Companies that have had to comply with HIPAA and GLBA requirements typically have not had to comply with GDPR, given that their customers tend to be domestic. But that experience should aid them in CCPA compliance efforts. It may also add a layer of complexity. CCPA exempts information required by GLBA's privacy rule as well as the California Financial Information Privacy Act, but CCPA also has entirely different elements. CCPA's definition of consumers, for instance, is much broader than GLBA's, so a financial firm processing customer information may not meet all of the new privacy law's requirements.
“I find this to be one of the biggest risks,” ThielovÁ said, “because on the face of it, the CCPA is exempting all the information under these existing laws, but it doesn't mean that companies in the financial sector will be exempt from CCPA as a whole. It can be even harder for those companies, because they have to figure out which laws apply to which portions of their information.”
Knowing Where the Data Went
CCPA's requirements are more far-reaching than they may seem at first reading. John Clark, a partner at Deloitte, notes that the CCPA legislation, which was hurriedly assembled, does not have the breadth and detail of GDPR. Nevertheless, he added, in many cases companies will still have that responsibility. For example, CCPA does not require GDPR's record of processing activities, essentially a data inventory, but if a consumer requests the information a company has about him or her and/or asks to delete it, the company must nevertheless know where that data is.
Companies that have not had to comply with GDPR or sector privacy requirements probably face the greatest challenge in terms of getting their CCPA ducks in a row, because they may not have a complete understanding about the data they have and where it is stored.
“It can be tremendous work to figure that out, because they have to keep track of data not just within their four walls, but where else it may have gone,” Vestuto said. Those destinations can include an outside benefits servicer, and third-party providers of human resources, email marketing, affinity programs, and other services.
“Any company collecting large volumes of personal information and sharing it with third parties must have a strong handle on what they're doing with it and who they are sharing it with,” the Deloitte consultant said. “Social networking firms are the prototypical example of companies that will be most impacted by this.”

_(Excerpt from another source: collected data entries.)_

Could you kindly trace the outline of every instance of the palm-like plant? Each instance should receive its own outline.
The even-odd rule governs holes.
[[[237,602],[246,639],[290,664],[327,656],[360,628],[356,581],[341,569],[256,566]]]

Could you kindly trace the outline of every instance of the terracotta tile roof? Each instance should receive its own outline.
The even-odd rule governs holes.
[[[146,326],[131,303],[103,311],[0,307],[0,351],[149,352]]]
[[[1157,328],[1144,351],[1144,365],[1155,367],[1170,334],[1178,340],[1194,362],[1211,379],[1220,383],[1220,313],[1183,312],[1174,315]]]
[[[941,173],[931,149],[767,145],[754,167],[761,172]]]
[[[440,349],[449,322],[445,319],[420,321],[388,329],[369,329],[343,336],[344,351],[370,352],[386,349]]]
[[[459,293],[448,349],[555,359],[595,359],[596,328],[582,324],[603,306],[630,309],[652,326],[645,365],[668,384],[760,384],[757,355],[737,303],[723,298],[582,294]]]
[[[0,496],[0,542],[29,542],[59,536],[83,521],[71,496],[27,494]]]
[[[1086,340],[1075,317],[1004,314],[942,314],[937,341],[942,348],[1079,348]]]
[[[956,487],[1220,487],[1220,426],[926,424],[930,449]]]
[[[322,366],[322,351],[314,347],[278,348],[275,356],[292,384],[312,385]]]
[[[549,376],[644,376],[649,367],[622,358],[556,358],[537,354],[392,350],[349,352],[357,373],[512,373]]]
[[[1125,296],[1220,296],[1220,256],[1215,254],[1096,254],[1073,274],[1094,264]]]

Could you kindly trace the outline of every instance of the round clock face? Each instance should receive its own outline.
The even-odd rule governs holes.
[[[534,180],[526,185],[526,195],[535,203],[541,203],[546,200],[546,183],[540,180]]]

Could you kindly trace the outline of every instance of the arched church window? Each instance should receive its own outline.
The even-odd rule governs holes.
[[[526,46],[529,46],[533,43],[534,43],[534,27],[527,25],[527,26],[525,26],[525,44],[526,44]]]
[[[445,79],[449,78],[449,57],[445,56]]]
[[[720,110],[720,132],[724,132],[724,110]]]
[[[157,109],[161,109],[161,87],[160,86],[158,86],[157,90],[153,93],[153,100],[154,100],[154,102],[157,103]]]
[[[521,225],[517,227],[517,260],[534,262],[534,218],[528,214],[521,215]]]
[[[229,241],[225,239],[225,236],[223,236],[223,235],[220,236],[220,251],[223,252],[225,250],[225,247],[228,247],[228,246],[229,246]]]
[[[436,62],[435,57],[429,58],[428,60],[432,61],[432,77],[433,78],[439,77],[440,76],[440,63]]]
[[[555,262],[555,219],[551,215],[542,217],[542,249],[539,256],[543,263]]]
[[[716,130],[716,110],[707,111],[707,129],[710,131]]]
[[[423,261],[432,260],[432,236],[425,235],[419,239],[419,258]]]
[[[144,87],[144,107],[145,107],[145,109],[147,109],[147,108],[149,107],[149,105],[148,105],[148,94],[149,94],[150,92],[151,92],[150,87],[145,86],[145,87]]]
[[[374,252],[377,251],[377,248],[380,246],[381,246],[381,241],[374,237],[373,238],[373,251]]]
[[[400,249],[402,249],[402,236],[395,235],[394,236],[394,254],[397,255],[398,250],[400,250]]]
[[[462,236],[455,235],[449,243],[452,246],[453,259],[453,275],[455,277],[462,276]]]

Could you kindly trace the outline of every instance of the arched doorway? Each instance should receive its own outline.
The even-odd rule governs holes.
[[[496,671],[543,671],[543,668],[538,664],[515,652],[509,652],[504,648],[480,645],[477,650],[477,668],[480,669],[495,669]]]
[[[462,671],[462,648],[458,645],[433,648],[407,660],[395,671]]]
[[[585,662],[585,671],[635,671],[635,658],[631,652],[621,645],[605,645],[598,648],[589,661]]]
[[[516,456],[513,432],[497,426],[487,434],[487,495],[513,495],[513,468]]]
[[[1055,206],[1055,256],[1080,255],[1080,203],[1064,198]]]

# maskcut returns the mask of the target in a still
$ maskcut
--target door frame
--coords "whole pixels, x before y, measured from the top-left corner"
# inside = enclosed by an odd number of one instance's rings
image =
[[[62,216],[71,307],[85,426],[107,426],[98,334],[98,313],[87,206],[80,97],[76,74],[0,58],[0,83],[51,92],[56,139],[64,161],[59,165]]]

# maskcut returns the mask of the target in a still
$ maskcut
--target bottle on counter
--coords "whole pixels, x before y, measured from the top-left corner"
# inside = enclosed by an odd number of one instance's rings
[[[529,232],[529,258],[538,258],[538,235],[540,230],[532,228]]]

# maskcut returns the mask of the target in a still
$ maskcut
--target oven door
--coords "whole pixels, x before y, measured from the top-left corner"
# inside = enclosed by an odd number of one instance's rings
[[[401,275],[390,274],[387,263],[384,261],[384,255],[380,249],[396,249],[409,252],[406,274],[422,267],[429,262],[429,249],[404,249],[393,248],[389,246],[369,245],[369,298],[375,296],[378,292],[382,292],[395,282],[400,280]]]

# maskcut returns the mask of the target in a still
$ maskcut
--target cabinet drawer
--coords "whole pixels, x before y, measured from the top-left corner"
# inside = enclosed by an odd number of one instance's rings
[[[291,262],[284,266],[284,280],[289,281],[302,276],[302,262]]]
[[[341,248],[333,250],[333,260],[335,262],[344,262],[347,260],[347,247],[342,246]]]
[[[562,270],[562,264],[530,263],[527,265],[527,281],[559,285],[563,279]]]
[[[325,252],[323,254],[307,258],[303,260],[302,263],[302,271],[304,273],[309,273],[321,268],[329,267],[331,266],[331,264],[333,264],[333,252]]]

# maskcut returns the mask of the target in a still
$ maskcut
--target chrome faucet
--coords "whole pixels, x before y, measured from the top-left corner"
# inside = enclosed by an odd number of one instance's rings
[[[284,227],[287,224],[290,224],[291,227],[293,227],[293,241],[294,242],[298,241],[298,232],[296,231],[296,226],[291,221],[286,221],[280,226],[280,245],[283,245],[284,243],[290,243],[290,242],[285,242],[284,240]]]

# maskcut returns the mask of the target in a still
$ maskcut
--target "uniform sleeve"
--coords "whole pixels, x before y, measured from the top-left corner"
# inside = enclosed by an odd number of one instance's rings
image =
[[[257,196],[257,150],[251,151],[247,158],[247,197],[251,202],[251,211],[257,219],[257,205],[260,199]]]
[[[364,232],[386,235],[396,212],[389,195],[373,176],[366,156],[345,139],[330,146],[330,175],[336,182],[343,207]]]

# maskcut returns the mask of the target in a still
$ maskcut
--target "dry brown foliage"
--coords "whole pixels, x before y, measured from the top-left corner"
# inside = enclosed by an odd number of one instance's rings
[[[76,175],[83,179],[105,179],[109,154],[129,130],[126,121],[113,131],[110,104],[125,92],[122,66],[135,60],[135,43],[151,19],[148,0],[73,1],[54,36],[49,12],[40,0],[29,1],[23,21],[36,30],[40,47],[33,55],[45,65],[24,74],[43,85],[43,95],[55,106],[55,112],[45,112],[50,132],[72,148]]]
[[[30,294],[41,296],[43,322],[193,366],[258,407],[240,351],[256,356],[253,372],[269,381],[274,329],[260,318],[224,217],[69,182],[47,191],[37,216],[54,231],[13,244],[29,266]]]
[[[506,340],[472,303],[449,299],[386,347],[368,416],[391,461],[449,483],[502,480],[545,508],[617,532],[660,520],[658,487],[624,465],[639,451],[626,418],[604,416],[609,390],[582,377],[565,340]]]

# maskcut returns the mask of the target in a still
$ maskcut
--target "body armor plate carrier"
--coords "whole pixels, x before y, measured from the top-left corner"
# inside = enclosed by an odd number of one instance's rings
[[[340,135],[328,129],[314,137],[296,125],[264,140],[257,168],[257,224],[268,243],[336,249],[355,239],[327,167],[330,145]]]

Clark said that most companies he has talked to about CCPA are in the near term developing manual data inventories, typically using spreadsheets and perhaps some governance, risk and compliance tools to automate workflow and document the inventories. They tend to be focused on identifying the relevant business processes, the applications to handle the data, and the third parties their companies are sharing information with.
“In the long term, we expect much better automation to support managing those data inventories,” Clark said. “So the fields of data governance and data privacy will increasingly converge.”
He noted there is a growing market for tools to automate compliance with data-privacy rules, such as the responses to customers' requests related to their data, and keeping track of cookies that third-party firms may plant on a company's website.
“A third-party cookie on my website can result in an exchange of information with that party that may be using it for advertising purposes,” Clark said. “So I have to look at managing those cookies in a more effective way.”
He added that by now companies should have completed their data inventories and developed a road map for compliance. “If not, I would definitely be concerned,” he said.